Very few Nova Scotians seem to understand that of the 74 COVID-related deaths reported at the time of writing, 53 of those resulted from the catastrophe at the Northwood long-term care facility in Halifax. As Stephanie Nolan’s remarkably well-researched piece in The Coast on April 15 suggests, Dr. Strang was possibly complacent and even misleading about his handling of the care home outbreak. Has anyone stopped to ask whether his advice should continue to inform government policy? Or if the draconian measures he now counsels are a kind of overcompensation for a disaster that happened on his watch?

There is a reason officials usually resign in the wake of such events. A federal minister in Germany resigned recently because the footnotes in her PhD dissertation were found wanting. She did not preside over 70 per cent of the Corona deaths in her jurisdiction, but off she went voluntarily and in (probably unfair) disgrace.

The justification for the lockdowns and the recent Supreme Court injunction has been our overburdened health care system, especially the intensive care branch. But consider the assessment of Dr. Tony O’Leary, medical director for critical care for Nova Scotia Health, given in an interview to Global news, who says there are more than enough beds to make it through the dreaded ‘third wave.’ When he made those comments, there were 23 patients in the ICU; at the time of writing there are 20. Capacity is 229!

Does this sound like the kind of situation that justifies the restriction of our most basic liberties? Does it sound like the kind of situation that would justify advising pre-school age children to wear masks, advice that contradicts that issued by The World Health Organization? Or one that could justify closing schools altogether?

Nova Scotians seem to have forgotten that often the cure can be worse than the disease. The fear-mongering and panic surrounding our response to this virus have not united Nova Scotians; it has divided them – literally and spiritually. Lockdowns have not been the lesser of two evils. What if, for example, the shooting spree that took place during the lockdown last spring could be connected to the lockdowns? How can we weigh these things in the balance? As a constitutional democracy, we were supposed to have decided long ago that we should not have to, but, apparently, our new class of politicians knows better.

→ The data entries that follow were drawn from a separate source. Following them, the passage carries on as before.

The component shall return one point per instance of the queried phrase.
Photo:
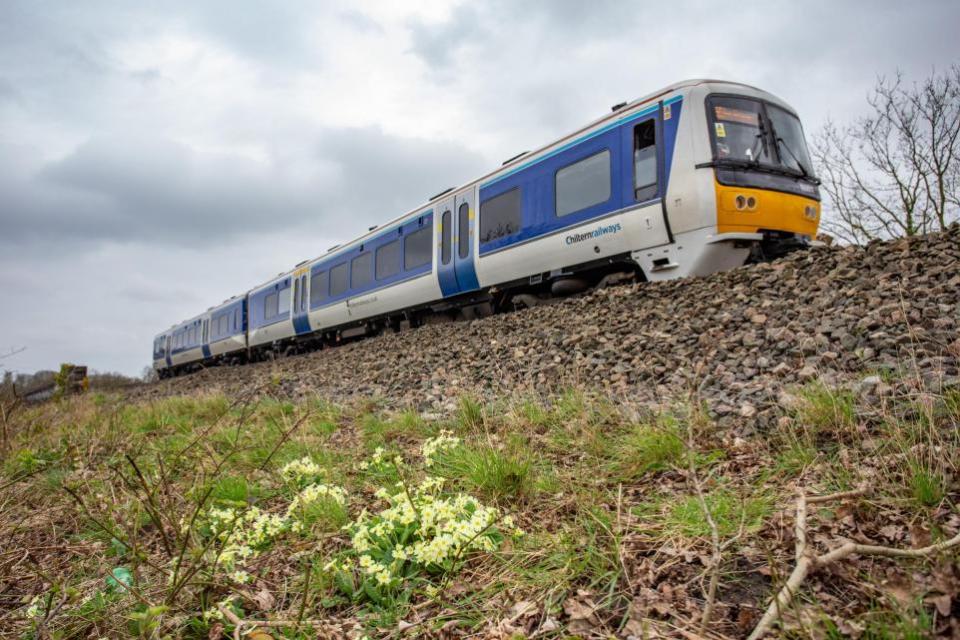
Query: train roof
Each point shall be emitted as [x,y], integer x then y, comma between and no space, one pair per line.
[617,112]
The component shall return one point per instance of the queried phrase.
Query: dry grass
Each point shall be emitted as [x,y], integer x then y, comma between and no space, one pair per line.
[617,542]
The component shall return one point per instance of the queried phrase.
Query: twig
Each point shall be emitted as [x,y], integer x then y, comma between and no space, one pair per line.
[807,563]
[710,597]
[239,624]
[151,506]
[619,536]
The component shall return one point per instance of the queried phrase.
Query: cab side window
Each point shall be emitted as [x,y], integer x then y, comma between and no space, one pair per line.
[645,160]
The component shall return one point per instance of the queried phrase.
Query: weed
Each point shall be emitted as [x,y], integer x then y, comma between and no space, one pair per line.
[927,485]
[826,409]
[488,470]
[470,414]
[729,510]
[647,448]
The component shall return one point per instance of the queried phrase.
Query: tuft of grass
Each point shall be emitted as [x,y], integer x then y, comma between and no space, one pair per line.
[927,485]
[494,472]
[796,452]
[730,511]
[233,491]
[898,622]
[647,448]
[470,414]
[825,409]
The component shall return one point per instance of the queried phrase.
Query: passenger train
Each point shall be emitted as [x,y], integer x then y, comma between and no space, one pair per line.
[698,177]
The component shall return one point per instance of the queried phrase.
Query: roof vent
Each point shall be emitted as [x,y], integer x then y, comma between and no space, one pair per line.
[519,155]
[447,190]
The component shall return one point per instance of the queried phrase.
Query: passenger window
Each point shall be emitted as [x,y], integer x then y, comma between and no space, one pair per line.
[418,248]
[388,260]
[583,184]
[361,271]
[500,216]
[463,226]
[338,279]
[446,238]
[645,160]
[318,288]
[271,306]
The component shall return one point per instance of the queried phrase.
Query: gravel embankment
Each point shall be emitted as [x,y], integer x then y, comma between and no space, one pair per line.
[739,338]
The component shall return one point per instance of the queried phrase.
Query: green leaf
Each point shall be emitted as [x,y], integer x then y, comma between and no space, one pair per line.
[119,578]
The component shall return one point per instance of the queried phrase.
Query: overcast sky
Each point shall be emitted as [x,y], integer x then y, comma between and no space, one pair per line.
[158,157]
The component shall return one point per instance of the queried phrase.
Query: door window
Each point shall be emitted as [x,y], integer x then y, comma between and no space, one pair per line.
[463,226]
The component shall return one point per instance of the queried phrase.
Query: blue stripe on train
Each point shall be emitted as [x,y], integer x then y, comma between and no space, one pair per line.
[537,178]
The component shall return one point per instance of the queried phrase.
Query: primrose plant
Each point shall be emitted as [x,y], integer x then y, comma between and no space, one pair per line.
[423,532]
[243,533]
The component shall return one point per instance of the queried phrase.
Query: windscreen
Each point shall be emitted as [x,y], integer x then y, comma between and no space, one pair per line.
[751,131]
[789,138]
[739,131]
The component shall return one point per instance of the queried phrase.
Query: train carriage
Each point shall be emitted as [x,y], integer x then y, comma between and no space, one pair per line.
[699,177]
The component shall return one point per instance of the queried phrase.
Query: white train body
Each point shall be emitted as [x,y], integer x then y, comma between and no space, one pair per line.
[691,180]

To offer a striking example of the kind of culture this new form of authoritarian government encourages, consider a piece published in the Halifax Chronicle Herald last year, written by a student of Citadel High School, in which he all but names teachers who, in his view, were in violation of COVID health and safety protocols. Surely he could have expressed his concerns to his teachers, school authorities, or parents privately before going public?

The article gives no indication he had done so or that he felt going public was a regrettable but necessary last resort. A culture that encourages behaviour of this kind in their children does serious damage to social trust. It should give us pause to think that this was just the sort of informant culture that was applauded in the Third Reich, or in the Soviet Union for that matter.

If there is anything that still ought to unite Nova Scotians, it will not be the systematic roll back of our civil liberties but the protection of the rights of those who would dissent – those who, as the kids say, would speak truth to power. Nor will we be united by a culture that foments distrust, in which students inform on teachers, in which neighbours spy on neighbours. This is the kind of culture that flourishes in a police state, not in a free society.

When we think of those Nova Scotians who gave their lives in their defence of those liberties fighting Hitler’s armies, and as they know all too well here in Germany, we should remember that stigmatizing, to say nothing of outlawing, dissent is a very slippery slope indeed.

James Bryson is a Humboldt Fellow in the Catholic Theology Faculty at the Ludwig Maximilian University in Munich, where he works on philosophical and theological hermeneutics, ethics, cultural criticism, and metaphysics.